Verify Credentials and Experience

 Don’t overlook this step in finding a gym or trainer, more so a trainer. I’m always surprised when someone reaches out to me to work with me, but they never ask any questions like:

  •  Do you have insurance? This is important for two reasons, 1. If something happens, and you get seriously injured, their insurance might cover your medical bills and 2. In order for a trainer to get insurance they need to keep their Personal Training Certifications up to date. This means they have been continuingly educating themselves as this is a requirement to renew your PT certifications.
  • What new courses or workshops have you done recently?
  • Have you continued your health and fitness education since becoming a personal trainer?
  • What are some client results that you are most proud of?

 These questions will put a trainer on the spot and force them off their normal sales pitch, so you can get a bit of insight into what they are really like. For example, asking a trainer what new courses they have done recently isn’t so much about the courses themselves. It’s more about finding out whether this person continues to educate themselves as a health and fitness professional. Best practices and exercise science are always changing. Personally, I want to work with someone who is up to date with the industry. 

 Don’t be afraid to ask some intimate and challenging questions as well. You could ask questions like;

  • What sort of people don’t you like working with?
  • What is your training style? Are you extremely strict, are you relaxed?
  • When was the last time you push yourself out of your comfort zone?
  • Have you recently done some sort of physical accomplishment?
  • Have you ever been overweight or lost a lot of weight?

Remember, you’re about to put a lot of trust in this person you’re about to hire.
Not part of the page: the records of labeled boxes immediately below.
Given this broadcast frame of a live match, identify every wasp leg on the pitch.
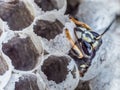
[65,29,84,58]
[69,16,91,30]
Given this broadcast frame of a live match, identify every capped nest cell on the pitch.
[0,1,34,31]
[34,19,64,40]
[5,74,40,90]
[34,0,66,13]
[39,55,79,90]
[2,35,39,71]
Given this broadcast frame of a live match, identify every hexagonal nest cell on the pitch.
[2,36,39,71]
[0,1,34,30]
[0,56,8,75]
[34,19,64,40]
[34,0,58,11]
[41,55,70,84]
[15,75,39,90]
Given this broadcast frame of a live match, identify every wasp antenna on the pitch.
[96,19,115,40]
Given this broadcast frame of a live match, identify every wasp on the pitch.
[65,16,112,77]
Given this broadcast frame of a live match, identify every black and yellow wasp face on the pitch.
[74,27,102,59]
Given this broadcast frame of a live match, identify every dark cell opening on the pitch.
[34,0,58,11]
[42,55,70,84]
[15,75,39,90]
[0,1,34,31]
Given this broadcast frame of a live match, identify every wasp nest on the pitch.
[0,0,120,90]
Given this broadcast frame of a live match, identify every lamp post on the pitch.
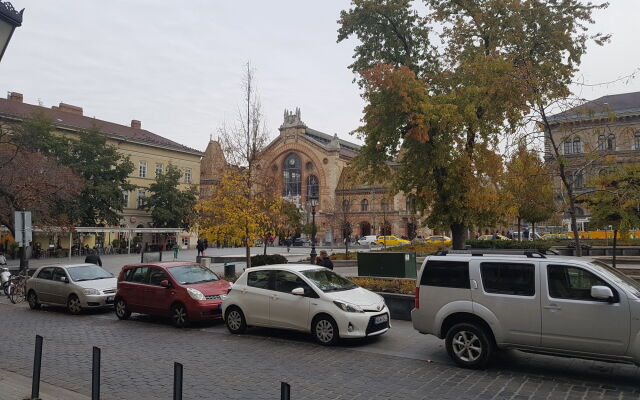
[0,0,24,61]
[309,197,318,264]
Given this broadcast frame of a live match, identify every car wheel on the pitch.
[311,315,340,346]
[171,303,189,328]
[445,322,494,369]
[115,298,131,320]
[27,290,40,310]
[224,307,247,333]
[67,294,82,315]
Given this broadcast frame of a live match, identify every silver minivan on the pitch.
[411,252,640,368]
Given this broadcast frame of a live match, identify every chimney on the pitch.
[7,92,22,103]
[51,103,82,115]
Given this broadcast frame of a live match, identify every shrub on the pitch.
[349,276,416,295]
[251,254,287,267]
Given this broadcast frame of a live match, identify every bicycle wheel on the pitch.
[9,283,26,304]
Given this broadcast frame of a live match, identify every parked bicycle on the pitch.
[7,274,29,304]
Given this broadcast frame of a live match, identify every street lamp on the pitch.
[0,0,24,61]
[309,197,318,264]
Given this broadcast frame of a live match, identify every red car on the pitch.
[114,262,231,328]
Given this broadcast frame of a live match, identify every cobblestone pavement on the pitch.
[0,300,640,400]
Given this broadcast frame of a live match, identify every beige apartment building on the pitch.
[545,92,640,231]
[0,92,203,248]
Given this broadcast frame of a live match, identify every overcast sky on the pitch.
[0,0,640,150]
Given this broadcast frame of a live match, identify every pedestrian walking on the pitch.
[84,250,102,267]
[173,243,180,260]
[316,250,333,270]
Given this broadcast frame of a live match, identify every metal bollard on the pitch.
[91,346,100,400]
[31,335,42,400]
[280,382,291,400]
[173,362,182,400]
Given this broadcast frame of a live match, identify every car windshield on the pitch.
[168,265,220,285]
[301,268,358,292]
[591,261,640,297]
[67,265,113,282]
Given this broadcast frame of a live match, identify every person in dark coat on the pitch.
[316,250,333,270]
[84,250,102,267]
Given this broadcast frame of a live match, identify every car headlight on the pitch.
[333,300,364,313]
[187,288,205,300]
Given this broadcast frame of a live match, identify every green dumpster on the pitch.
[358,252,416,278]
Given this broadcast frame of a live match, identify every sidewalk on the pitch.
[0,370,91,400]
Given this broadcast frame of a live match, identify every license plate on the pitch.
[373,314,389,325]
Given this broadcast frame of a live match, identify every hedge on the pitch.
[251,254,287,267]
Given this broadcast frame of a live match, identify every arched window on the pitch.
[598,135,607,150]
[282,154,302,197]
[573,138,582,154]
[607,133,616,150]
[307,175,320,200]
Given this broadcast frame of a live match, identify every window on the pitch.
[138,189,147,208]
[156,164,164,178]
[247,271,270,289]
[607,133,616,150]
[573,138,582,154]
[129,267,149,283]
[547,265,617,301]
[38,268,53,280]
[420,260,471,289]
[138,161,147,178]
[52,268,68,282]
[276,271,313,296]
[149,268,169,286]
[307,175,320,200]
[480,263,536,296]
[598,135,607,150]
[282,154,302,197]
[573,173,584,189]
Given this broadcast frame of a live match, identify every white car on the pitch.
[222,264,390,346]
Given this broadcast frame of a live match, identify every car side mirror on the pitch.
[591,286,613,301]
[291,288,304,296]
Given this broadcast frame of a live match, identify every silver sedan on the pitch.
[27,264,117,314]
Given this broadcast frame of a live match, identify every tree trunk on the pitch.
[451,223,465,250]
[611,229,618,268]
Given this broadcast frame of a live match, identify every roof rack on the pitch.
[434,249,547,258]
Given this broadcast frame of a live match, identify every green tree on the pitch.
[58,129,135,226]
[584,164,640,268]
[338,0,599,248]
[504,143,554,239]
[143,165,197,230]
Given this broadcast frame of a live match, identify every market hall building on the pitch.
[200,109,426,243]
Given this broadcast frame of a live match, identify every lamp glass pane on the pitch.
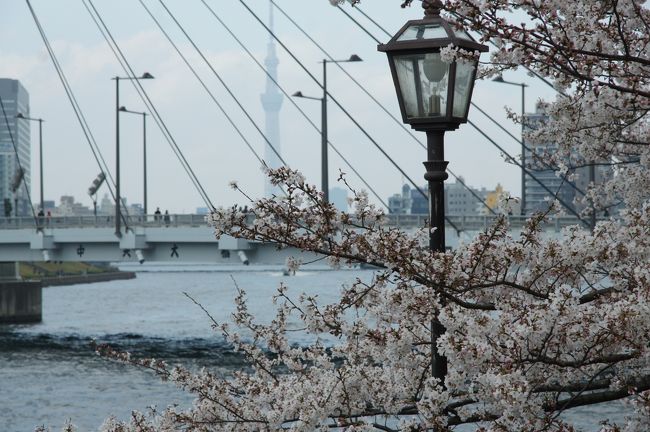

You’re expecting them to train you properly in an environment where you could easily get injured, and to make recommendations about your health and body, which should be best suited to you and your goals. You want to know what sort of trainer they are, are they inspiring you to, do you have common interests or views? You should put a lot of thought into this decision.

I hope this helps steer you in the right direction!